Creating humor is part art, part science, and part guessing because you will never really know if it is truly funny until the audience responds with laughter or throws rotten fruits at you. This article will try to minimize the guessing part (and hopefully the throwing of objects at you) and increase the chances of forming a fantastic joke by breaking down the mechanics of comedy into simple techniques. These methods are not the only ones nor are they absolute, but they provide a foundation for delivering a well crafted joke.

The basic structure of a joke is the set up and the punch line. You might be asking, “Okay, I’ve heard this before but what does that mean?” The set up is a simple truth that you and/or your audience accepts to be so. And the punch line is just a twist of that truth. So how do you twist the truth? You can do it several ways. These are just some of the ways you can do it. Once you’ve gotten the hang of these types of punch lines, you can do it more naturally without consciously thinking about it, kinda like riding a bike. In fact, you can probably come up with other types of punch lines which might actually even be funnier but can’t explain why they’re funny.
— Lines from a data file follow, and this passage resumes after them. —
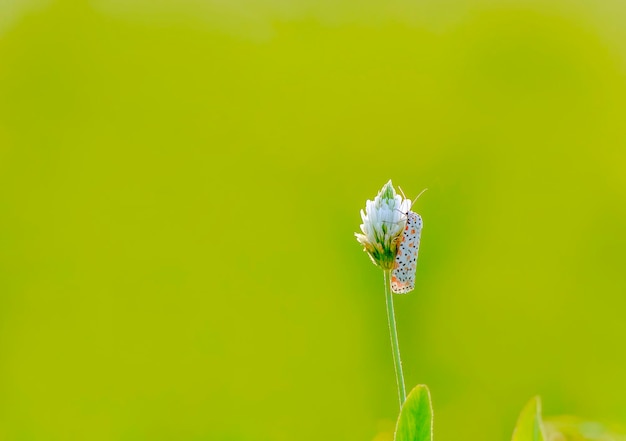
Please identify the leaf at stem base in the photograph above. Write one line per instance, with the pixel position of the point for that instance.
(415, 422)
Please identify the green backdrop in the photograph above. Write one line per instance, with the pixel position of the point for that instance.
(180, 182)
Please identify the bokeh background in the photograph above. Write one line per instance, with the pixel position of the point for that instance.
(180, 182)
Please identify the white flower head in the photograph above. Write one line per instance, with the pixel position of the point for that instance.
(384, 220)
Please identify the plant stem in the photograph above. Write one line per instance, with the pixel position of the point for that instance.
(395, 348)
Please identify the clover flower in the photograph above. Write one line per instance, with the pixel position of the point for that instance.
(384, 220)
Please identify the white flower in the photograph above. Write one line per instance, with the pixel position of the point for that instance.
(383, 222)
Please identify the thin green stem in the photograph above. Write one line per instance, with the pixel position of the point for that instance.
(395, 348)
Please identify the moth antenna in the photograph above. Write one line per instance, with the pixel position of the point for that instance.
(421, 193)
(401, 191)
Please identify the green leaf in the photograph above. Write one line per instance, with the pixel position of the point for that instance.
(415, 422)
(529, 426)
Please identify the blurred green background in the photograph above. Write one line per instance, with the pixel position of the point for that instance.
(180, 182)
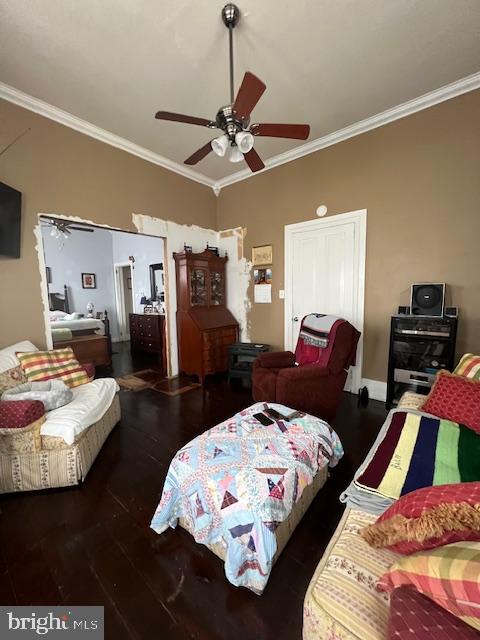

You’ll just know it. Here they are:

Misdirection

Most jokes are in some form of misdirection. Get your audience into a line of thinking, then you quickly give them a turn that they don’t expect. It is this element of surprise that makes them laugh. A good example of this is the popular tool called Rule of 3’s. The first two elements form a pattern then you twist the third. For example (taken from one of my old comedy bits):

“I’ve heard all kinds of excuses from girls who don’t want to go out with me – I’m doing my hair tonight, I’m watching my favorite show, I’m your cousin.”

Mix and Match

This tool works by putting a character or yourself in an inappropriate situation. It answers the question “What if?” Example would be a doctor who can’t stand the sight of blood, a black member of the Klu Klux Klan, or a terrorist who is always late. Some call this fish out of water.

However, you must be careful not to just try and use this right away because it might come off as inauthentic or hack, like if you say “Hey what if Kermit and Miss Piggy were making love?”

There has to be some basis of truth in the setup first. For example, if you have a traditional Filipino mother who wants you to marry Filipino woman and she keeps saying, “The white woman will only divorce you!” Then you put her in a deli and she says, “What kind of bread do you want? The white bread will only divorce you!”.

There are many other tools in making punch lines but the key is really in the setup. The more unique or insightful your truth is, the better because most of the time the punch lines will just write themselves, assuming you do have a sense of humor.